Im Gegensatz zu meinem Kollegen Udo Bartsch mache ich es mir mit der Einleitung leicht, da ich meistens auf den Autor oder die Autorin eingehe. Das folgende Spiel hat eine Autorin, für die einleitenden Worte muss sie sich aber etwas gedulden. Ausnahmsweise okkupiert das Spielmaterial die ersten Zeilen. Die Firma eitech aus dem thüringischen Pfaffschwende, im Grenzbereich zu Hessen, ist in den 50er Jahren in der DDR gegründet worden. Ab 1977 hat der damalige Volkseigene Betrieb Spielwarenmechanik sehr erfolgreich Metallbaukästen produziert, sodass sogar die Privatisierung nach der Wende gelang. Inzwischen gibt es neben den Metall- und Steinbaukästen sogenannte „anbac“-Produkte. Das ist hauptsächlich Spielzeug wie Bausteine, Greiflinge, Stapelbecher, das seit 2014 auf dem Markt ist. Das Besondere an dem Materialmix aus Kunststoff und Naturholz ist die namengebende beschleunigte antibakterielle Wirkung. Nach acht Stunden ist das Kinderspielzeug keimfrei und daher besonders für Kindergärten und Schulen geeignet. Das vollständig in Thüringen hergestellte Material-Gemisch ist inzwischen auch mit Öko-Siegel ausgezeichnet.
Jetzt gibt es das erste Spiel aus diesem Kunststoff-Holz-Gemisch. Die 32-jährige Industriedesignerin Sarah Stark arbeitet seit 2012in Halle unter Logo „Strietzi“ als Spiel- und Lerndesignerin. Vorwiegend hat sie bisher Produkte wie Kreisel, Handschmeichler und ein Schaukelpferd für nic-Toys entworfen, AUF DIE BLÜTE, FERTIG, LOS!, das Spiel für eitech, ist ihre erste Spieleveröffentlichung.
Bei AUF DIE BLÜTE, FERTIG, LOS! hat sich die Autorin ein Geschicklichkeitsspiel mit ungewöhnlichem Material ausgedacht. Im Zentrum steht dabei eine zauberhafte Blume mit drei ineinandergesteckten Blütenkänzen, deren neun Staubblätter deutlich herausragen. Der ineinander gesteckte Aufbau, der an den Klassiker ARBOS erinnert, der 2000 den Sonderpreis Kinderspiel erhielt, ergibt einen kippligen Blumenaufbau. Diese Wackelblume müssen neun filigrane Schmetterline ansteuern, die wie kleine Kolibris mit einem langen Nektarrüssel ausgestattet sind.

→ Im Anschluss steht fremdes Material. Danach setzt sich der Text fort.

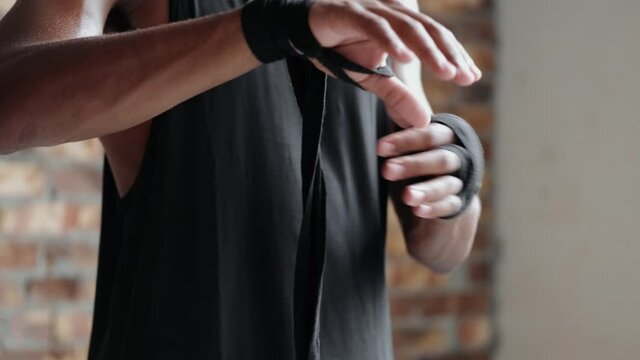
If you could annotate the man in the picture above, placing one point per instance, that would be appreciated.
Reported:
(221, 238)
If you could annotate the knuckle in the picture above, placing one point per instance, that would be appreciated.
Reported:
(454, 184)
(455, 203)
(411, 25)
(448, 161)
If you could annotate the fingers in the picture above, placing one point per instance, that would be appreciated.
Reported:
(377, 29)
(434, 198)
(466, 70)
(416, 37)
(448, 206)
(433, 162)
(431, 191)
(405, 105)
(414, 139)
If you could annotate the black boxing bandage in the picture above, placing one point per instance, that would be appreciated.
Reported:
(469, 150)
(277, 29)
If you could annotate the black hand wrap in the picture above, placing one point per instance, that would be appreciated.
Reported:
(276, 29)
(469, 150)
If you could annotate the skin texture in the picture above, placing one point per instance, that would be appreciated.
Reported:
(439, 244)
(68, 81)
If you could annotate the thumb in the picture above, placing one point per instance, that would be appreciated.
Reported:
(404, 106)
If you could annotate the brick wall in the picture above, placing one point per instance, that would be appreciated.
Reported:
(450, 317)
(50, 215)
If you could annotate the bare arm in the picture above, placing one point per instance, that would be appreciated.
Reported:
(61, 81)
(439, 244)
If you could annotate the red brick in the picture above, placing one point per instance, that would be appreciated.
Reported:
(51, 290)
(81, 255)
(21, 179)
(16, 256)
(33, 219)
(474, 302)
(10, 294)
(480, 271)
(430, 341)
(475, 332)
(84, 217)
(31, 325)
(70, 327)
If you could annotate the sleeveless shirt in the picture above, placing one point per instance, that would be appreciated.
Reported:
(202, 257)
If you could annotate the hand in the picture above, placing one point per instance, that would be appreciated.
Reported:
(412, 153)
(366, 32)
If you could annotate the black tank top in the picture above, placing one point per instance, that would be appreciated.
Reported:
(215, 251)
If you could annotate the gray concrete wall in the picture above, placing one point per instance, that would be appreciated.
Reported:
(568, 179)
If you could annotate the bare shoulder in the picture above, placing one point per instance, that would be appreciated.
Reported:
(39, 21)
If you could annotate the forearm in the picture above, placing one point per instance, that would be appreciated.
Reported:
(83, 88)
(439, 244)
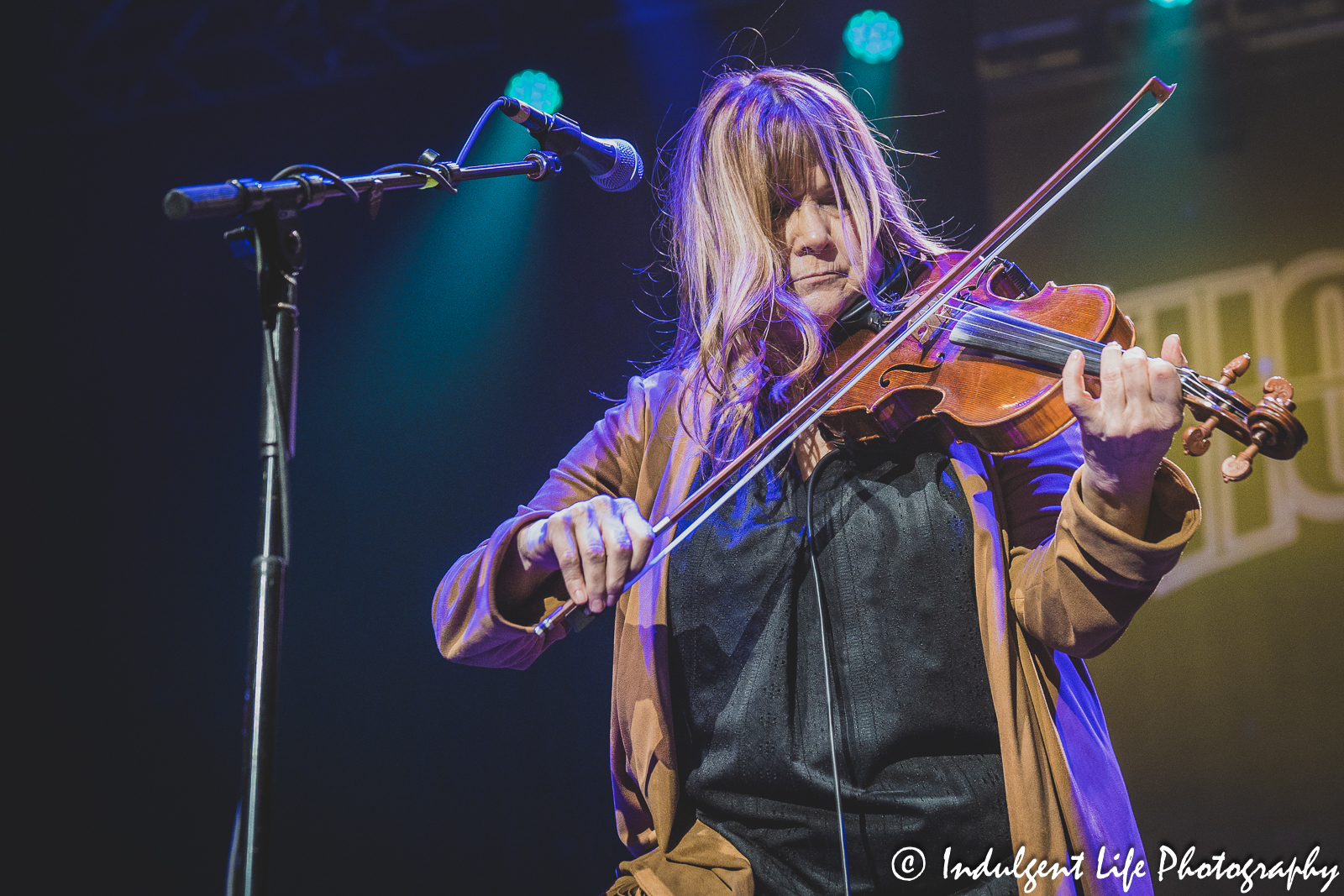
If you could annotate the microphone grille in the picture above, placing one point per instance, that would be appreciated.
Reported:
(625, 174)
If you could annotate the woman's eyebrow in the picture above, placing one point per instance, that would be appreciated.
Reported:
(786, 195)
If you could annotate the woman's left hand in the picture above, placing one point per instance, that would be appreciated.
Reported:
(1128, 430)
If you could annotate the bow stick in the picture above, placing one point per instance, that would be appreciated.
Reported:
(918, 311)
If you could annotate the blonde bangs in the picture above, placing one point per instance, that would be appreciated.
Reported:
(752, 136)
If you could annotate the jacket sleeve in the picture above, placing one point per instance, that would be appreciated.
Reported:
(467, 620)
(1075, 580)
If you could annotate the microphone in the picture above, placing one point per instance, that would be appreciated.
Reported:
(613, 164)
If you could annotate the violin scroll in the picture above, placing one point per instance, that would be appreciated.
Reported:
(1273, 429)
(1268, 427)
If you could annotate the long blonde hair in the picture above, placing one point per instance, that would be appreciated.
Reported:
(743, 335)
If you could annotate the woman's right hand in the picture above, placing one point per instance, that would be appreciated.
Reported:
(597, 546)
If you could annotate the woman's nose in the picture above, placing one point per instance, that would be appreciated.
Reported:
(810, 230)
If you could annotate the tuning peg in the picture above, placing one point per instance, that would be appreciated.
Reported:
(1272, 422)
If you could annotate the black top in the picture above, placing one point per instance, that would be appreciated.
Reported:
(917, 738)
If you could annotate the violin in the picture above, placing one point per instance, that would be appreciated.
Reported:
(979, 347)
(987, 363)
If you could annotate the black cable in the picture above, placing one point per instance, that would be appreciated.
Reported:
(318, 170)
(826, 664)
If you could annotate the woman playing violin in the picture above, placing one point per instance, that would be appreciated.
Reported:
(958, 591)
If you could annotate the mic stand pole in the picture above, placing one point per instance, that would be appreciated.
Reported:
(275, 239)
(279, 244)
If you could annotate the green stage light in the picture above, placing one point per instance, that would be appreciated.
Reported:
(537, 89)
(873, 36)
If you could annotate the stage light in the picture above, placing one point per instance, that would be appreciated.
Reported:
(537, 89)
(874, 36)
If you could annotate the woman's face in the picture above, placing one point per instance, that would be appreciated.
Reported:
(812, 228)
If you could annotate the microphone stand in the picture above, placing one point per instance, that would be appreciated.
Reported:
(272, 239)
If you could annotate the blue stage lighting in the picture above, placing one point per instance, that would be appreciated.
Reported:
(873, 36)
(537, 89)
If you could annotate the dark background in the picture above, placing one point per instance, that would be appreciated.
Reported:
(452, 351)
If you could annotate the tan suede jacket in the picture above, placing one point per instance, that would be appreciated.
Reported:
(1054, 584)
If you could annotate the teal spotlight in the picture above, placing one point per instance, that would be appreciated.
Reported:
(874, 36)
(537, 89)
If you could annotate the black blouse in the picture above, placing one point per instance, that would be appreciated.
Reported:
(917, 738)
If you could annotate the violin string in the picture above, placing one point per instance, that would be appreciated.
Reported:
(1191, 382)
(1003, 325)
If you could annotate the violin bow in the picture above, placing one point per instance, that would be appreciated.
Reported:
(808, 410)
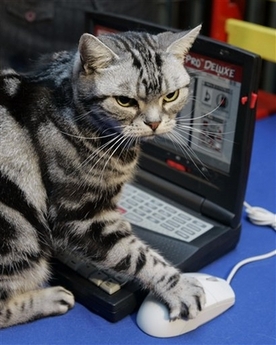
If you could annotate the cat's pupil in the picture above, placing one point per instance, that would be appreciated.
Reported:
(125, 101)
(172, 96)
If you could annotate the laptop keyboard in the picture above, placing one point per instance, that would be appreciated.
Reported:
(114, 296)
(146, 211)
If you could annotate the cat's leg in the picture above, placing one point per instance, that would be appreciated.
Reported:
(22, 299)
(183, 296)
(113, 245)
(24, 272)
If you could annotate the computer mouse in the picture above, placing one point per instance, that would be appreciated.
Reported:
(153, 316)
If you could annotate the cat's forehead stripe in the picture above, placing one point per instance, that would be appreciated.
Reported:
(147, 60)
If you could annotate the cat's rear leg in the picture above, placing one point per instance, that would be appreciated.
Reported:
(35, 304)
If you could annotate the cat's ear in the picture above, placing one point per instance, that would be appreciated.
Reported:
(94, 54)
(179, 43)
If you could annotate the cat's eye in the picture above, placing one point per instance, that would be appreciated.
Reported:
(172, 96)
(124, 101)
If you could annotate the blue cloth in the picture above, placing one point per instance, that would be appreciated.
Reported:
(250, 321)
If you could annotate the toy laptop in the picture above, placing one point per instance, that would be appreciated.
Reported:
(186, 200)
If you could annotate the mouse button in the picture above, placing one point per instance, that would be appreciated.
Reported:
(220, 291)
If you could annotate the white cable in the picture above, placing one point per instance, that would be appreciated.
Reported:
(260, 216)
(248, 260)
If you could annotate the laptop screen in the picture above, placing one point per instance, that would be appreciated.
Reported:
(206, 125)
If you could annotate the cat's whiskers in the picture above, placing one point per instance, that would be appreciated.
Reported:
(124, 139)
(97, 153)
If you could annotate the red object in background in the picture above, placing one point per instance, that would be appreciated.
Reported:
(266, 104)
(222, 10)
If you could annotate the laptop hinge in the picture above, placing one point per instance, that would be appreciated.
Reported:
(218, 213)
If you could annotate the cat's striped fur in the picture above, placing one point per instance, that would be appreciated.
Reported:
(69, 140)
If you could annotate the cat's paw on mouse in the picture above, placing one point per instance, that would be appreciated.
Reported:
(186, 299)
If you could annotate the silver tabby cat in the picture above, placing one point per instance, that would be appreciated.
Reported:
(69, 140)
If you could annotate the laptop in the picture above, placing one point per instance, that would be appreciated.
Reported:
(205, 175)
(187, 196)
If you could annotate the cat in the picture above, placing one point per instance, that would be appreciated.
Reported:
(70, 138)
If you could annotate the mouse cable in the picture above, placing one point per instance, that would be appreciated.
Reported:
(258, 216)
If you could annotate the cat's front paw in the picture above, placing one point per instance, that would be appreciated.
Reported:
(185, 299)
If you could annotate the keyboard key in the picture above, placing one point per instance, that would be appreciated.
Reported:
(132, 217)
(167, 227)
(98, 277)
(182, 234)
(153, 219)
(86, 270)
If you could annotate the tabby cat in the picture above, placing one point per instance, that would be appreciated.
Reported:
(69, 140)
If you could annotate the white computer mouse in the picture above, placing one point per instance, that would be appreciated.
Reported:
(153, 316)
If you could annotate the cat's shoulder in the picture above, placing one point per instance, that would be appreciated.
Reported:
(10, 82)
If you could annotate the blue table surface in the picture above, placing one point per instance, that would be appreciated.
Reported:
(250, 321)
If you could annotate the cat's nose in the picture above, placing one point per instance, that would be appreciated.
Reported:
(153, 125)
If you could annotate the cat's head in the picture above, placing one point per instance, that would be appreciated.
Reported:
(132, 83)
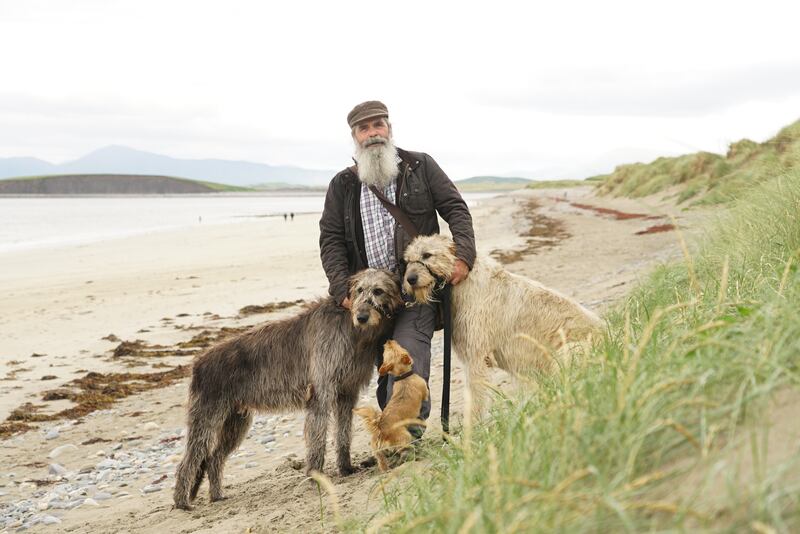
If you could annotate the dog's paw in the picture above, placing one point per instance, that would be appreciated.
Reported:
(369, 461)
(346, 470)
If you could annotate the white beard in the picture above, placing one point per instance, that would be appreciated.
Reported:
(377, 163)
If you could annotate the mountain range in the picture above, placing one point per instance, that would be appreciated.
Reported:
(116, 159)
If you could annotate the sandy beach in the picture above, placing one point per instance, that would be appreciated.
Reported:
(147, 304)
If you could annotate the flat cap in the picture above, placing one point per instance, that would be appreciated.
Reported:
(366, 110)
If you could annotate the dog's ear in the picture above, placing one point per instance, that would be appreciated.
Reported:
(397, 280)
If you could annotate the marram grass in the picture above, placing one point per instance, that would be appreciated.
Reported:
(662, 426)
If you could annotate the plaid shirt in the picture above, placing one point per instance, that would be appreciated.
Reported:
(378, 226)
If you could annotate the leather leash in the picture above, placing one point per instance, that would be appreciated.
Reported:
(403, 220)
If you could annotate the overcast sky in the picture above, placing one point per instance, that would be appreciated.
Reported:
(484, 87)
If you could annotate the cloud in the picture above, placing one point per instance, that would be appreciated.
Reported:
(654, 94)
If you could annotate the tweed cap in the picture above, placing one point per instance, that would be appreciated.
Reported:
(366, 110)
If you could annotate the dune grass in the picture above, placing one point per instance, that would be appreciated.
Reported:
(649, 432)
(707, 178)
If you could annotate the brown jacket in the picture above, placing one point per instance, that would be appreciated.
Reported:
(423, 189)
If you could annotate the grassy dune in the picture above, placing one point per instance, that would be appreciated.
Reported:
(709, 178)
(664, 425)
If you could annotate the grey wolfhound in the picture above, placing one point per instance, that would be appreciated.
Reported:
(499, 318)
(319, 360)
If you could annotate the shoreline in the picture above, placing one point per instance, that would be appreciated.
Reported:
(112, 469)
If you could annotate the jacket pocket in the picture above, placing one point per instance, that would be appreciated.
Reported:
(416, 197)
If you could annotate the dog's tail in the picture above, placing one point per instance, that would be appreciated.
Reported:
(371, 418)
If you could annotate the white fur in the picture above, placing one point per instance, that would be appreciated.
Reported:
(499, 318)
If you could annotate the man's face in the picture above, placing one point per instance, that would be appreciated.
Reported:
(371, 128)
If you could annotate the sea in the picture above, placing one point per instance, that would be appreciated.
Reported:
(53, 221)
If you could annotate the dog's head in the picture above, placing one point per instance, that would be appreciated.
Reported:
(396, 359)
(374, 296)
(429, 261)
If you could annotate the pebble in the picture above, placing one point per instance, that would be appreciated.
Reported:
(58, 451)
(58, 470)
(143, 466)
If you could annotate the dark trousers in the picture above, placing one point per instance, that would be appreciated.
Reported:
(413, 330)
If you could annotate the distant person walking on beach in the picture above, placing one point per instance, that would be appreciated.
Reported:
(357, 231)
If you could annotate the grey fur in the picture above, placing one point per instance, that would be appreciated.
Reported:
(318, 360)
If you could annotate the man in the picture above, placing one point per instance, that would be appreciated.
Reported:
(357, 231)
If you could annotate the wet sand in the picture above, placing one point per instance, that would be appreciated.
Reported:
(126, 317)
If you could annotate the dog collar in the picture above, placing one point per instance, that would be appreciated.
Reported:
(403, 376)
(440, 282)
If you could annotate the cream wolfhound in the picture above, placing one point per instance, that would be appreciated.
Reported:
(499, 318)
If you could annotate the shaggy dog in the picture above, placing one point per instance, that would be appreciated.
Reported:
(499, 319)
(388, 428)
(319, 360)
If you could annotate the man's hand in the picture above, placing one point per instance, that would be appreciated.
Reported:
(460, 272)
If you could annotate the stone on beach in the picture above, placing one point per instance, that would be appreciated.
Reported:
(58, 451)
(56, 469)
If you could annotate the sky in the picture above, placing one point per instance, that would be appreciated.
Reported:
(516, 88)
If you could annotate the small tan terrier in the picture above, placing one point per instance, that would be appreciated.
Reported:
(388, 428)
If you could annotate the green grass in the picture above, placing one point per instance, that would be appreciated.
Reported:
(706, 178)
(651, 431)
(110, 176)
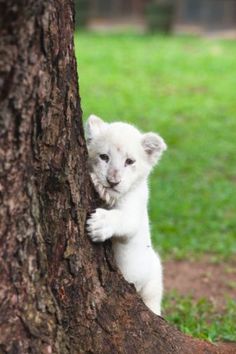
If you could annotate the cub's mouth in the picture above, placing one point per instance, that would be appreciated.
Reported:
(109, 188)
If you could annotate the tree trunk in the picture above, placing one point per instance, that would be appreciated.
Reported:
(58, 293)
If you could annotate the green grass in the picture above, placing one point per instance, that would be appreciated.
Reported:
(183, 88)
(201, 319)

Eine winzige Vertiefung im Staubblatt macht eine Landung des Schmetterlings möglich, der sich mit seinem Rüssel verankert. Haben das die Kinder einmal raus, müssen sie nur auf gleichmäßige Gewichtsverteilung achten und sollten nicht vor Anstrengung pusten, denn die Schmetterlinge flattern dann im Wind. Stark liefert dazu ein umfangreiches Regelpaket mit vielen kooperativen und kompetitiven Varianten für Kinder ab vier Jahren. Meistens greift sie dabei auf Kartensteuerung zurück, die den Landeplatz des Schmetterlings vorgeben oder vorher Geschicklichkeitsübungen verlangen, wie das Balancieren eines Tieres auf der Nase.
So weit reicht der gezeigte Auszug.